16 August 2001 | bturtle_17
Watching "The Gold Rush" was somewhat like listening to great music on a scratchy old record player instead of on a state of the art CD player; the experience is just as exciting, but it takes a little getting used to. It's the same thing all right, but there is just enough difference to slightly throw you off. After a while you forget about the minor technical variations and enjoy the wonderful music.
Once I adjusted to the "silence" of Charlie Chaplin's 1925 silent film, I was able to watch it like any other movie. I could laugh, sympathize, hope, and loathe for the characters, all of the things a movie can make you do. All it took was appreciation of the effort it took people like Chaplin who essentially made something from nothing. In this case, that something is a funny, innovative, and entertaining movie.
"The Gold Rush" revolves around Chaplin's character, the Lone Prospector, in the Yukon where many men seek a fortune in gold. He seeks shelter in a cabin inhabited by wanted criminal Black Larson (Tom Murray) who tries to get rid of Chaplin in one of the funniest scenes of the movie, in which a strong wind prevents Chaplin from leaving. Big Jim McKay (Mack Swain), who has found gold, also enters the cabin. Larson goes out to look food, leaving Big Jim and Chaplin together. At one point, Big Jim gets so hungry he sees an illusion of Chaplin as a giant chicken. When I saw this scene, I realized that it was probably the first time that this invention, which I have seen in many modern movies and television shows to the point that it is overused, was applied in film.

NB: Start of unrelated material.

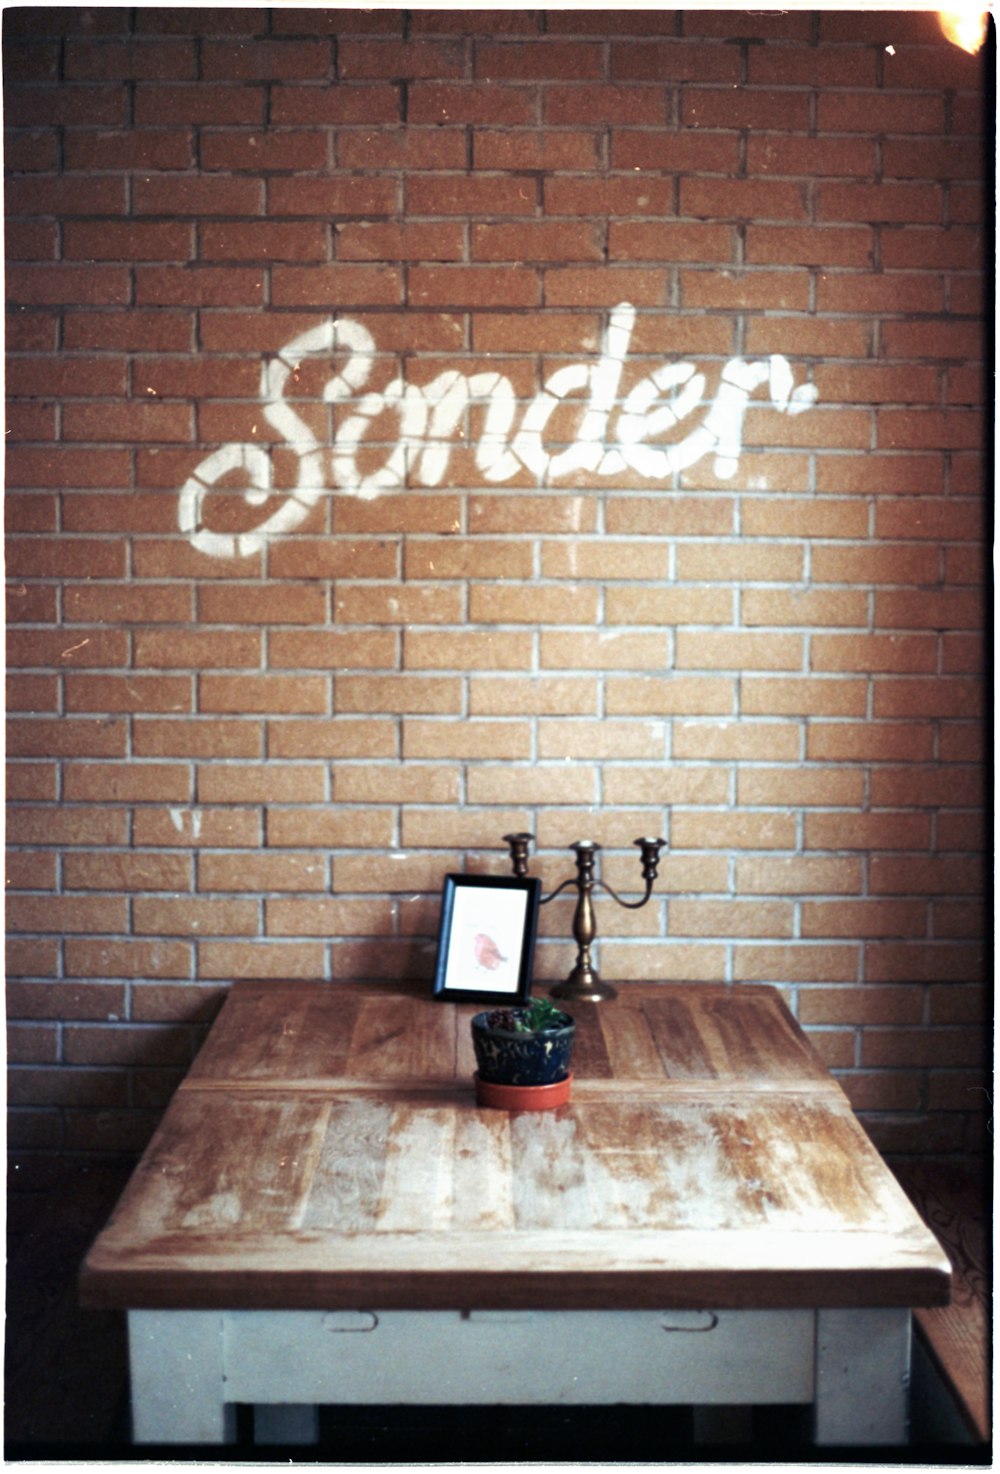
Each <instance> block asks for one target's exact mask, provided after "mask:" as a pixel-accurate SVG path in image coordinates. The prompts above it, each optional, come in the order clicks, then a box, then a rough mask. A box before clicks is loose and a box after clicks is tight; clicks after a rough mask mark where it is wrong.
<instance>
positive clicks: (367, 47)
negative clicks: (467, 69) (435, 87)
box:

Further along in the film, the Chaplin character visits a small boom town where he meets and falls in love with Georgia (Georgia Hale), who only uses him to make ladies' man Jack Cameron (Malcolm Waite) jealous and regards the little shabbily dressed man as a joke. At this point, I didn't care that the characters didn't really speak or that the film was in black and white. I was too involved in the story to be bothered by the rudimental aspects of the film. As the Lone Prospector, Chaplin evoked my sympathy as well as laughter. I found myself hoping for him to be happy, wanting to see the underdog eventually come out on top.
While it is impossible to ignore the movie as a silent film, it is equally impossible to ignore it as a great comedy that could capably rival any modern comedy, and, like Chaplin's character, come out on top. It is the original that all others follow, and definitely worth renting even, and especially, if you have never before seen a silent film.